Lax.com: Rutgers has a long history in all sports of
having big hopes that never seem to pan out. Do you
feel alot of pressure to suceed from the administration.
Coach Dirrigl: There's no one here at Rutgers University whose going to
put more pressure on me than me. Nobody's telling me to
get in my car at 6 am and go on the road for a week
straight. Nobody's telling me to be on the phones until
ten o'clock at night. Nobody's telling me to do any of
this. They allow me to run this program the way it
should be run, the way a division one program should be
run. Do they (administration) want to win? I sure hope
so. I want people wanting to win. I think that's
good. I want to win also. There's nobody at Rutgers or
any of their alumni who have won more than me. I don't
care who it is. In this game (lacrosse) I've won a lot
of games; playing and coaching. I know what it's gonna
take. It's gonna' take a lot of hard work and a lot of
good players.

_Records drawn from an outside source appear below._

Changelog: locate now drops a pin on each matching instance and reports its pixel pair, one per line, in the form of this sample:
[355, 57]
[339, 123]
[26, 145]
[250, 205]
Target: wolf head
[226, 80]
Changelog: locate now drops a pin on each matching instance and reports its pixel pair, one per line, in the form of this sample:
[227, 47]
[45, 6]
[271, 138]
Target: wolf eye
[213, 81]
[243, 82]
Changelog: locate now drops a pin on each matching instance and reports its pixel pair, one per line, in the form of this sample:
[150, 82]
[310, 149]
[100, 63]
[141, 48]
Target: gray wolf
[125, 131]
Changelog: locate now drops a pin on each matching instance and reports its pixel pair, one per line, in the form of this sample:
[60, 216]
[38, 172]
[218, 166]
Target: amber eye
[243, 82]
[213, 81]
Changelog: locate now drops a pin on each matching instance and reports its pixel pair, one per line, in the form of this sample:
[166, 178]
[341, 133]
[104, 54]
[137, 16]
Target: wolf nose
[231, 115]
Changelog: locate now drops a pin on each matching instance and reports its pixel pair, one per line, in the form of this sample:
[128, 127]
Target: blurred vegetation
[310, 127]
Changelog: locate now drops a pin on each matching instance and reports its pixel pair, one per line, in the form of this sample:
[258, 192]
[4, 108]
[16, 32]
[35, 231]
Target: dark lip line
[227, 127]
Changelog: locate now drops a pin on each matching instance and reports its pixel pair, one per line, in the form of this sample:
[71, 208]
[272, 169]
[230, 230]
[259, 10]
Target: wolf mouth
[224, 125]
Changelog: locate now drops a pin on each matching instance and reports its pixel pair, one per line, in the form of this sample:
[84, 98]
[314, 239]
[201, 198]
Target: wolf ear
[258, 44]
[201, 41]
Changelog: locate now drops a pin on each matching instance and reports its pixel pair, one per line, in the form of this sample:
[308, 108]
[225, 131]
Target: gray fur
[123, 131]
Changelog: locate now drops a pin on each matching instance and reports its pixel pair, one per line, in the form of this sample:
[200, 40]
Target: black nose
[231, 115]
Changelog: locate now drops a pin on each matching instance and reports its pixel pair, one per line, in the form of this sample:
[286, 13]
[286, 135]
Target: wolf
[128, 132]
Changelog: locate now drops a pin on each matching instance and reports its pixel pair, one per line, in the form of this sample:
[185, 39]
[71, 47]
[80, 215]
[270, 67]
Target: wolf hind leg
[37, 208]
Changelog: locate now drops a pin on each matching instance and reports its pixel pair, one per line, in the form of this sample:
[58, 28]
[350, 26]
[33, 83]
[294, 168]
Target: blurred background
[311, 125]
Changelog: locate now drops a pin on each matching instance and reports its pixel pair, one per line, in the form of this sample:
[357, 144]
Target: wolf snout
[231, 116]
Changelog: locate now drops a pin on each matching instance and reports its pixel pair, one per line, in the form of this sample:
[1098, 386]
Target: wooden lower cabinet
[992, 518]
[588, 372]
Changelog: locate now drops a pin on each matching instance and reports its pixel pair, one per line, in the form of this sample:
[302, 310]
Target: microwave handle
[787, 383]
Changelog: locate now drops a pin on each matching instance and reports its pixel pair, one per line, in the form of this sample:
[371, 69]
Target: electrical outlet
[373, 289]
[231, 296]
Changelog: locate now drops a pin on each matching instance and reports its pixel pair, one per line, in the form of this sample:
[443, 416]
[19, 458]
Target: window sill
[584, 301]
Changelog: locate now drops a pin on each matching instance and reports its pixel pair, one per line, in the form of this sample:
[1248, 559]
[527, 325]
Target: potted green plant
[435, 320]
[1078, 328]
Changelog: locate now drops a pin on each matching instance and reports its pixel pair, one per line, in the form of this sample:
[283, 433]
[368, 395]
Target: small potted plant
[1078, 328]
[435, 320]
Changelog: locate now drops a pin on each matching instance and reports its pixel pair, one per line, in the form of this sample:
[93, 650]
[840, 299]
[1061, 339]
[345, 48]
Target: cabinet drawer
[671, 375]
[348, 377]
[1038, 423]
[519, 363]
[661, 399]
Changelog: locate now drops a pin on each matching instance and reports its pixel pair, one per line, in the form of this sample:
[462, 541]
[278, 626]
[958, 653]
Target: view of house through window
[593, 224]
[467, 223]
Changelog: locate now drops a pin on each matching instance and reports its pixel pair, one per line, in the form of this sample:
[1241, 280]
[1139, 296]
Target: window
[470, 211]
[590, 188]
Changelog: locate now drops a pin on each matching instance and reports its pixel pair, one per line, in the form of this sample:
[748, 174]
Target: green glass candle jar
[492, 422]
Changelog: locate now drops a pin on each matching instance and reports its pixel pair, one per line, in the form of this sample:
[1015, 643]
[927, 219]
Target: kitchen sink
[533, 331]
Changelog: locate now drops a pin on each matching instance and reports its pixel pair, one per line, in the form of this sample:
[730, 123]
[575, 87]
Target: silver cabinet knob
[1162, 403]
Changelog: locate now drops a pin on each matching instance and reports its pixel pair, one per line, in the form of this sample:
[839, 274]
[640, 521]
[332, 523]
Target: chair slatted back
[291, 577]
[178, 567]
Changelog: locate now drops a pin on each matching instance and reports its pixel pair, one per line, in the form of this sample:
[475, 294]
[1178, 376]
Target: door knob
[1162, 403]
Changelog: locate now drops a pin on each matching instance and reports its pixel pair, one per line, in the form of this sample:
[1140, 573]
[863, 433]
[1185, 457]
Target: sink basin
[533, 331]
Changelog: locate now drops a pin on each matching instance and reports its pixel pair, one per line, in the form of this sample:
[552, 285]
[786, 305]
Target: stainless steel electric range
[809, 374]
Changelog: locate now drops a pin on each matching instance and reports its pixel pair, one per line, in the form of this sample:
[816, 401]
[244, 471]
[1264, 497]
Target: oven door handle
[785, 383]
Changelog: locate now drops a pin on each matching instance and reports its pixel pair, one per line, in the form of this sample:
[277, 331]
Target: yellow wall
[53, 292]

We're only gonna' be as good as the
players I'm able to get. That's the bottom line. Are
their expectations? Honestly, it doesn't matter. It's
more important that I get this ship going in the right
direction for me. The worst they can do is fire me...I came here to win
and if I don't win I'd rather not be here any way
because that means I'm not good enough.
Lax.com: Will DeCicco remain as an assistant coach?
Coach Dirrigl: No.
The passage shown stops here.